Evaluate $\int \sqrt{\frac{\cos x - \cos^3 x}{1-\cos^3 x}}dx$
My attempt:
$I=\int \sqrt{\frac{\cos x - \cos^3 x}{1-\cos^3 x}}dx=\int \sqrt{\frac{\cos x(1-\cos^2 x)}{1-\cos^3 x}}dx=\int \sqrt{\frac{\cos x\sin^2 x}{1-\cos^3 x}}dx=\int \sin x\sqrt{\frac{\cos x}{1-\cos^3 x}}dx=\int\sqrt{\frac{\cos x}{1-\cos^3 x}}(\sin x)dx=-\int \sqrt{\frac{\cos x}{1-\cos^3 x}}(-\sin x)dx$
Let $z=\cos x$
$\therefore dz=(-\sin x)dx$
$\therefore I=-\int\sqrt{\frac{z}{1-z^3}}dz$
I cannot understand how to proceed further. Please help.

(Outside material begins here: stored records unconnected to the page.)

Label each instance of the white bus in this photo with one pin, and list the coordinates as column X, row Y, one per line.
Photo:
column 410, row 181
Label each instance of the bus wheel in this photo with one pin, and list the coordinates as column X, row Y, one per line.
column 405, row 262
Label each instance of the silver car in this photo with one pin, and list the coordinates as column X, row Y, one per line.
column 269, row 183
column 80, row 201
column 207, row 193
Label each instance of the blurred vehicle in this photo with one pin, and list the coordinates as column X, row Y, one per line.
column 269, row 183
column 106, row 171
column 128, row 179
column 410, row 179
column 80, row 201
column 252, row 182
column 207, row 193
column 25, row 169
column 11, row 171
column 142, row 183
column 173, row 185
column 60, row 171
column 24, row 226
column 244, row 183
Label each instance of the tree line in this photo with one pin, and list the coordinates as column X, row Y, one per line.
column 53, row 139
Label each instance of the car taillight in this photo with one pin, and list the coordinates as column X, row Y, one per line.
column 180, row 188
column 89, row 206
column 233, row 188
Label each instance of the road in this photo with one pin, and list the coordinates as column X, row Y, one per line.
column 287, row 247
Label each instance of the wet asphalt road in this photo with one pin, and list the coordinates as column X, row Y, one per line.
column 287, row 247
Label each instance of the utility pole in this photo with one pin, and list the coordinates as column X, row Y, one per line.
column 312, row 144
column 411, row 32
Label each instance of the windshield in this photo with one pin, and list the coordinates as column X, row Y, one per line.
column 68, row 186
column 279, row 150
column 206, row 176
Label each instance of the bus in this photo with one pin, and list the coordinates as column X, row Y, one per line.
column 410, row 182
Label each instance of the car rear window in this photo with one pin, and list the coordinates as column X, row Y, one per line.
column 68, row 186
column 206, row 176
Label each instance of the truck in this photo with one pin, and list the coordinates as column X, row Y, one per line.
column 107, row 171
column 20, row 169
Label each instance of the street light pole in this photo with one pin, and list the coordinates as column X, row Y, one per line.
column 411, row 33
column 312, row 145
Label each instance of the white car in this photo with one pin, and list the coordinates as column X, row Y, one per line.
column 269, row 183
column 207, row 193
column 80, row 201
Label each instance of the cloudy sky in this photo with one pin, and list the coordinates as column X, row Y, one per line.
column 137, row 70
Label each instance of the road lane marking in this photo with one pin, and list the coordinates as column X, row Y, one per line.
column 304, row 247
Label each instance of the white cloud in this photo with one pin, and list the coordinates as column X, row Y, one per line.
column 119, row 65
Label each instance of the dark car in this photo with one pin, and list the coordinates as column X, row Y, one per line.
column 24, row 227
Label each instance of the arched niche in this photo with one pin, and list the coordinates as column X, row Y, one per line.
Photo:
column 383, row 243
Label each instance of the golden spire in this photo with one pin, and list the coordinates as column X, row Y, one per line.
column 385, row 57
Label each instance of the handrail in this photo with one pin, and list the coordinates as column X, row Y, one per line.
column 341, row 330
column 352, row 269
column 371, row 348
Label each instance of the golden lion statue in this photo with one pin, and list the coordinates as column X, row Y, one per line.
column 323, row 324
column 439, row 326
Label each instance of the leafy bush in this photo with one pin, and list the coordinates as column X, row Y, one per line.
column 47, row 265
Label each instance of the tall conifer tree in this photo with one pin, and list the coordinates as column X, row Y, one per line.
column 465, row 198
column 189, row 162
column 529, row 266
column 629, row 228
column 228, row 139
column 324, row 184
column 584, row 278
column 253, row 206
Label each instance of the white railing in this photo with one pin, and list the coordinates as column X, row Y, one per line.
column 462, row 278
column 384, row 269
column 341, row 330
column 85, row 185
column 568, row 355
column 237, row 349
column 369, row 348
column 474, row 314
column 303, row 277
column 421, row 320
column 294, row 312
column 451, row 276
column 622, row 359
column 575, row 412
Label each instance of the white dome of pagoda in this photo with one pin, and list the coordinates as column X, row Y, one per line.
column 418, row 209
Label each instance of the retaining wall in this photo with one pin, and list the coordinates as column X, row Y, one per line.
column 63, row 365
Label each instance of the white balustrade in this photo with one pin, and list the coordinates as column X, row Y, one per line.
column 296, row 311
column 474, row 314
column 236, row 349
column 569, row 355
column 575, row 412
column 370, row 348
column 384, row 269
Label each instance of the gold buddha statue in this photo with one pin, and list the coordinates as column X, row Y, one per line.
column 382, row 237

Hint: Substitute $u=z^{3/2}$. You should then be able to recognise the integral you get.
How could you have come up with this yourself? Well note that you have $\sqrt z dz$ on top (which is the same up to a constant as $d(z^{3/2})$), and you have $1-z^3$ on the denominator, whereas you're probably more used to seeing things of the form $1-z^2$ on the denominator. So the substitution $z^{3/2}$ has the effect of transforming the denominator into something you recognise, while also getting rid of the squareroot on the numerator.